Im heutigen Evangelium erzählt Markus vom Besuch Jesu und seiner Freunde in seiner Heimat – dem Ort, in dem seine Großfamilie wohnt, dort, wo er aufgewachsen ist. Dies passiert zu einem Zeitpunkt, als Jesus schon eine gewisse Zeit in der Gegend, in Galiläa unterwegs war, lehrend, heilend, wandernd. Er hat schon eine gewisse Berühmtheit und zeigt den Menschen die Zugewandtheit Gottes, indem er jedem Einzelnen mit Offenheit und Liebe begegnet.

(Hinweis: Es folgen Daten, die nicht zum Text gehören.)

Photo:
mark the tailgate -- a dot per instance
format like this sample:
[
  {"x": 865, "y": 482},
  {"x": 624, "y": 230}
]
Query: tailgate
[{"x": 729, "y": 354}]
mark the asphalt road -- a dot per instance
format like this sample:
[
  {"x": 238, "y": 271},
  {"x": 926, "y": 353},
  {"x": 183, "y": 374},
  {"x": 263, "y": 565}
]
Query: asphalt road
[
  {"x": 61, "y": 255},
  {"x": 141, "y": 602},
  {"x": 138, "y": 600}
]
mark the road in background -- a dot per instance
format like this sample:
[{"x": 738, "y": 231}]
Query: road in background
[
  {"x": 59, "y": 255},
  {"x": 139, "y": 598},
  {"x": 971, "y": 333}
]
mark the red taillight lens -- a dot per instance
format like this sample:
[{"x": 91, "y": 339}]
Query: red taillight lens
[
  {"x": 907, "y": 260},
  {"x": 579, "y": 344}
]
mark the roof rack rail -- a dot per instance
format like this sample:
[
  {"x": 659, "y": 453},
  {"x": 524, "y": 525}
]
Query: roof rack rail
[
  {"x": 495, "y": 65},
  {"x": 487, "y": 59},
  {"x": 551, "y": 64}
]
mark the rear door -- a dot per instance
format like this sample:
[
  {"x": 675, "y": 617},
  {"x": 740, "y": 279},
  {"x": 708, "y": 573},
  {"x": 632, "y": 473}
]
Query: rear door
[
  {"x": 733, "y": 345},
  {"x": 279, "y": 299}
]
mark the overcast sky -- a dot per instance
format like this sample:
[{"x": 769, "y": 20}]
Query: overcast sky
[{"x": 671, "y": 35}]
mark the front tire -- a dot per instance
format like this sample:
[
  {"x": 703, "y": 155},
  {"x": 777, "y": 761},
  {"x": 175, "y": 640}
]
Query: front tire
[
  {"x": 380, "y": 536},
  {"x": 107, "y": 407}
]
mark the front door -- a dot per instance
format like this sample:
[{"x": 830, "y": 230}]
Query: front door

Üblicherweise darf jeder erwachsene Mann im Synagogengottesdienst am Sabbat die Thora lesen und wenn ein Besucher am Gottesdienst teilnahm, dann war er eingeladen, dazu zu sprechen. Im jüdischen Gottesdienst ist eigentlich keine Predigt vorgesehen. Gebet und Schrifttexte wechseln sich ab. Es war aber immer möglich, dass einer das Wort ergriff und eine drascha hielt, d.h. eine „Erkundung des Textes“. Im europäischen Raum hat es sich in den letzten zwei Jahrhunderten so eingebürgert, so dass diese drascha heute meist dazugehört.

Also hat Jesus wohl das Wort ergriffen und von seinem Schriftverständnis, seinem Glauben, von der Beziehung Gottes zu seinem Volk und jedem Menschen gesprochen und zunächst staunen die Zuhörer über die Weisheit, mit der er spricht. Doch dann, im Gespräch miteinander, erinnern sie sich, dass Jesus früher doch Teil ihres Umfeldes war und sie stellen ihn an den Platz, den er hatte, bevor er wegging. Teil der Familie, Teil der Gemeinschaft mit genau festgelegten Möglichkeiten und Erwartungen. Und aus Staunen wird Unverständnis und Ablehnung.

Zunächst einmal ist dieses Verhalten ein ganz menschliches. Vielleicht haben wir alle so ähnliche Erfahrungen schon gemacht. Ein Klassentreffen zum Beispiel. Nach 10 oder 20 Jahren wird ein Treffen organisiert, meist von einigen, die am Schulort oder in der Nähe wohnen. Nach anfänglichem Hallo und Begeisterung finden wir uns oft nach kürzester Zeit in den alten Rollen und Gefühlen wieder. Wir schauen uns an mit den Erfahrungen und Erwartungen von damals und ignorieren leicht die Zeit dazwischen, die sicher bei vielen Veränderung und Entwicklung bedeutete. Kaum eine Begegnung wird dann dem jetzigen Leben „gerecht“. Es ist einfacher, ein bisschen Schule „zu spielen“, als sich auf die Entdeckungsreise zu machen, wer der oder die denn heute ist. Das wird nur dort gelingen, wo wir schon früher ein echtes Interesse und eine lebendige Beziehung hatten.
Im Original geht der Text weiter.